In "Designing for Social Change" Andrew Shea confirms the enormous potential for growth, professional satisfaction and transformative change that social design wields

'Designing for Social Change'

In outlining 10 strategies for community engagement, and breathing life into them with two concise case studies apiece, the book inspires and teaches in equal measure.
Each case illustrates the design process from beginning to end, from the design challenge to the engagement and design strategy to outcomes and lessons learned. While clear and striking images of designed booklets, posters and signs abound, photos of communities interacting with and using these products is given priority. As such, this reads as a handbook for action that appeals specifically to graphic designers seeking to engage communities through their work. However, the strategies are broadly applicable to any designer looking to fully inform his or her product with a well-conceived and context-sensitive process.
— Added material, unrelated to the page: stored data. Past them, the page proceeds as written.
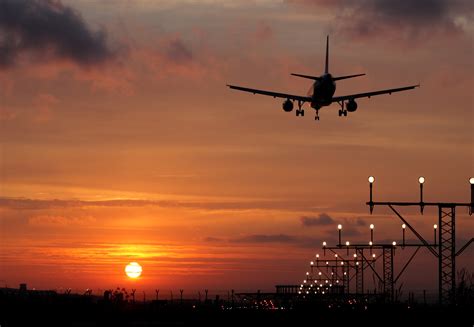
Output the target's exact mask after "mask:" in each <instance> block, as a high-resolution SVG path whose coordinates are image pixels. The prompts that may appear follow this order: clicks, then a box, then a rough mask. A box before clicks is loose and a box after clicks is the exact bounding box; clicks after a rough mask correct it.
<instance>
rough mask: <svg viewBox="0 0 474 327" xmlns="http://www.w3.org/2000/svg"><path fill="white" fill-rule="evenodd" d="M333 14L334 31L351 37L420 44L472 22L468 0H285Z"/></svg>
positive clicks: (471, 15)
mask: <svg viewBox="0 0 474 327" xmlns="http://www.w3.org/2000/svg"><path fill="white" fill-rule="evenodd" d="M288 1H289V2H290V3H294V4H300V5H305V6H309V7H314V8H315V10H319V11H320V10H322V9H324V10H328V11H330V12H333V13H334V16H335V20H334V25H332V26H331V28H333V29H335V30H336V32H340V33H343V34H346V35H348V36H352V37H355V38H369V37H370V38H372V37H384V36H387V35H390V36H391V39H393V38H398V39H404V40H416V41H420V40H422V38H425V37H428V36H430V35H431V36H432V35H434V34H435V32H449V33H456V32H462V27H461V26H460V25H459V24H458V20H459V17H464V18H465V19H466V20H467V21H472V18H473V13H474V5H473V2H472V1H470V0H416V1H414V0H396V1H395V0H360V1H352V0H334V1H328V0H288Z"/></svg>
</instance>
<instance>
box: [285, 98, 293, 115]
mask: <svg viewBox="0 0 474 327" xmlns="http://www.w3.org/2000/svg"><path fill="white" fill-rule="evenodd" d="M283 110H285V111H286V112H290V111H291V110H293V101H291V100H290V99H286V100H285V102H283Z"/></svg>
One case study, which expands on the strategy of “utilizing local resources,” involved raising awareness of Chicago’s water use. The flow of the Chicago River was reversed in 1900, and nearly 2.1 billion gallons of fresh water per day continue to be diverted from the Great Lakes Basin. Moving Design — a group of 16 designers, architects, street artists, educators and engineers — decided to tackle this issue.

Their project was designed to critique the unsustainable nature of such planning by designing a series of public murals throughout the city. Through a process of open-sourcing ideas as a team, they created a portfolio of intervention options: typographic water murals on concrete walls, data projects, fading messages written on sidewalks in ice cubes. With an arsenal of carefully considered, collaborative design interventions throughout the city, Moving Design was able to get many residents, including then-mayor Richard Daley, to speak openly about the possibility of reversing the flow of the river for more sustainable urban water management.